- Born: 19 April 1903 Kensington, London, England
- Died: 30 July 1991 (aged 88) Epsom, Surrey,England
- Education: University of Oxford, University of Cambridge (PhD)
- Known for: Founding of the science of biochemical genetics
- Spouse: Oswald Mapletoft Meares
- Children: Two, Jean Meares, John Meares

= Rose Scott-Moncrieff =

Founder of biochemical genetics

Rose Scott-Moncrieff (1903-1991), was an English biochemist, credited with founding the science of biochemical genetics.

==Life==

She was born Rose Scott-Moncrieff in 1903. She studied an undergraduate degree at Imperial College London and received a PhD from Cambridge in 1930. However, because she was a woman she was given only a certificate and she was not allowed to join the university. She worked at the John Innes Horticultural Institution. In the 1930s she worked alongside some of the leading figures in chemistry and genetics. Her recollections of her career were recounted in her book 'The Classical Period in Chemical Genetics. Recollections of Muriel Wheldale Onslow, Sir Robert Robinson and J. B. S. Haldane'.

Rose Scott-Moncrieff joined the Biochemistry department at the University of Cambridge in 1925 and studied under Muriel Onslow (née Wheldale). She continued Wheldale's research into the genetic control of pigmentation in Antirrhinum majus.

In 1929 Scott-Moncrieff received a small grant from the Department of Scientific and Industrial Research which enabled her to begin work with JBS Haldane on the molecular biology of flower colour. In the early period of their collaboration she was based in the laboratory of Professor Gowland Hopkins at the University of Cambridge where Haldane was a Reader. Their experiments were mainly carried out at Merton College, Oxford on the chemistry of anthocyanins. Haldane persuaded her to widen her research to include the chemical and genetic study of flower pigmentation. He also introduced her to the geneticists at John Innes Horticultural Institution where she started on a biochemical survey of related genotypes. Scott-Moncrieff's ability to bring together scientists of a more chemical background with those working on genetics was credited as a large aspect of her success.

In the 1930s Rose Scott-Moncrieff and her colleagues published a number of seminal papers in the Biochemical Journal which determined the metabolic sequence and genetic basis of pigment biosynthesis in flowers. Their research laid the foundation for biochemical genetics and molecular biology.

The first crystalline form of primulin was prepared by Scott-Moncrieff in about 1930. This was the first crystalline anthocyanin pigment ever identified.

Having isolated anthocyanin from purple Antirrhinum majus she now started work on its red variety and on the different strains of Primula sinensis.
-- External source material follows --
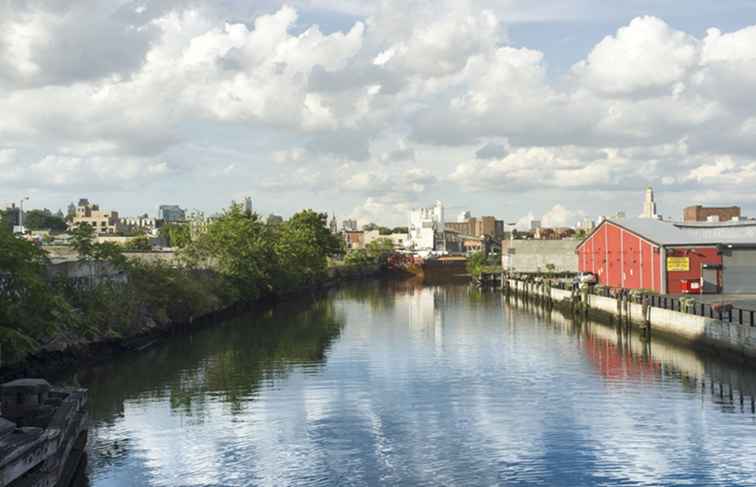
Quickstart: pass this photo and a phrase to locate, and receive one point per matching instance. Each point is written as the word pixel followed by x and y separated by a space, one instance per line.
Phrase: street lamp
pixel 21 213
After her 1937 marriage to Oswald Mapletoft Meares, an electrical engineer, Scott-Moncrieff's anthocyanin research came to an end. The couple had two children, Jean Rosemary Meares and John Willoughby Meares . They moved to India and remained there until Independence in 1947. Besides raising her children she contributed to war-time investigations of camouflage, was Divisional Girl Guide Commissioner for Cawnpore, India and acquired a special insight into Indian education, becoming President of the Women's Section of the All-India Basic Education Conference in January 1945. On their return to England the family settled at 'Windyridge', One Tree Hill Road in Guildford. Her husband died on 28 April 1973.

==Legacy==
Scott-Moncrieff's book in which she describes her contemporaries is a good source for historians, but Cathie Martin has argued that the credit for starting chemical genetics should go to Rose Scott-Moncrieff herself, rather than her mentor, Muriel Wheldale Onslow.

Rose Scott-Moncrieff....Working with an extremely difficult system (biochemically) she made discoveries that are still of relevance today. Over the past ten years anthocyanin research has re-emerged as a hugely important field because of the health-protecting and health-promoting effects of dietary anthocyanins, which are consumed in significant amounts in super foods such as blackberries, blackcurrants, cranberries, strawberries, raspberries. Many of the scientific principles described by Rose Scott-Moncrieff remain relevant and important today, particularly in the rapidly growing area of natural colourants, where anthocyanins are fast replacing synthetic colourants as not only safe, but also health-promoting natural alternatives., C.Martin

In 2017, the John Innes Centre, where Scott-Moncrieff worked in the 1930s, launched an annual Rose Scott-Moncrieff lecture, with the inaugural lecture given by Hopi Hoekstra.